Why Aren’t Americans Moving?
Americans are moving at a historically low rate, according to U.S. Census Bureau data.
The percentage of Americans moving over a one-year period fell to an all time low in the United States to 11.2 percent in 2016.
Of those who moved, 42.2 percent said they moved for a housing-related reason, such as wanting a new or better home/apartment.
In comparison, 27.4 percent said they moved for a family-related reason, 20.2 percent said they moved for an employment-related reason, and 10.2 percent said they moved for some other reason.
Among regions, the South saw the greatest number of people moving out (901,000), but also saw the largest inflow of people moving into the region (940,000). The inflows and outflows of the region are not statistically different from each other.
The highest mover rates by race were for the black or African-American alone population (13.8 percent) and the Asian alone population (13.4 percent).
These two mover rates were not statistically different.
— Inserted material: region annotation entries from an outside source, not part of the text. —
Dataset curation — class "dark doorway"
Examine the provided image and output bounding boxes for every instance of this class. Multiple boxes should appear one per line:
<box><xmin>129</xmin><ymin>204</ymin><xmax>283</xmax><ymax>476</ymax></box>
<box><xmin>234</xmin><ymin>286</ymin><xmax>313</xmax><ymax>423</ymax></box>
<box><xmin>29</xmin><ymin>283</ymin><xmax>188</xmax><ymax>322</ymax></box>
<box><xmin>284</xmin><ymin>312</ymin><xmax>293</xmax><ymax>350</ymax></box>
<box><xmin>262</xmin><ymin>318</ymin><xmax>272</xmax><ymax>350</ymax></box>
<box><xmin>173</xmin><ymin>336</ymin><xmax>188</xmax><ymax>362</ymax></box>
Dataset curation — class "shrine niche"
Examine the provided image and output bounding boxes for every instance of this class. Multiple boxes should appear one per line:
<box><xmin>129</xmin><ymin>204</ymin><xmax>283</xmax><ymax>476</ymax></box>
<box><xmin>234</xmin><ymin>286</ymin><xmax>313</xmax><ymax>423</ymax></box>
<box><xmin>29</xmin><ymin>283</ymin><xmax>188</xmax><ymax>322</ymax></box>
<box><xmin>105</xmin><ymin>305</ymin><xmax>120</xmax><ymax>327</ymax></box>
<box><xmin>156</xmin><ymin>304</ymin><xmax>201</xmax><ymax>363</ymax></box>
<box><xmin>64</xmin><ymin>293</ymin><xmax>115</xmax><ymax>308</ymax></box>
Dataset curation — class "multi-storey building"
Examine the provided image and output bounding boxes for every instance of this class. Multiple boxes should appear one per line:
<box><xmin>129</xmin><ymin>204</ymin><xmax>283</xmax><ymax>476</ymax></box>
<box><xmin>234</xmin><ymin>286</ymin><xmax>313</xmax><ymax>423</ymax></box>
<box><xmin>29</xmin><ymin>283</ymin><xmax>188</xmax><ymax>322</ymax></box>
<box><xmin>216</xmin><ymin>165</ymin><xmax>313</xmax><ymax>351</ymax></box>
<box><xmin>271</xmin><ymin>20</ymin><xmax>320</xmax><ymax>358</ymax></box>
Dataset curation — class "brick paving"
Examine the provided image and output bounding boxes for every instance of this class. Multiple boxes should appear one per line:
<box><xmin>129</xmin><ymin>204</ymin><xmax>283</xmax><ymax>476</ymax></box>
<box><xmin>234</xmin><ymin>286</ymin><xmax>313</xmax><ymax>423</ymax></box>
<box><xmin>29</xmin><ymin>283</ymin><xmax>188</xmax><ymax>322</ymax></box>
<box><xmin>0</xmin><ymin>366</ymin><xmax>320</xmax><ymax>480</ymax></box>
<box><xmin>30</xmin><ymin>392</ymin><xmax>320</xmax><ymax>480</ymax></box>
The white alone population moved at a rate of 10.3 percent. The Hispanic or Latino population (12.6 percent) were more mobile than the non-Hispanic white population (9.8 percent).
The white alone population moved at a rate of 10.3 percent. The Hispanic or Latino population (12.6 percent) were more mobile than the non-Hispanic white population (9.8 percent).
So, why aren’t we moving as much these days?
“People in the United States are still moving, just not to the same extent as they did in the past,” David Ihrke said, a survey statistician in the Journey-to-Work and Migration Statistics Branch. “The decision to move can be personal and contextual. What causes one person to move might not be enough to convince another.”
Maybe, after more than two centuries of moving around, Americans are finally getting cozy where they are. Blame big-screen TVs.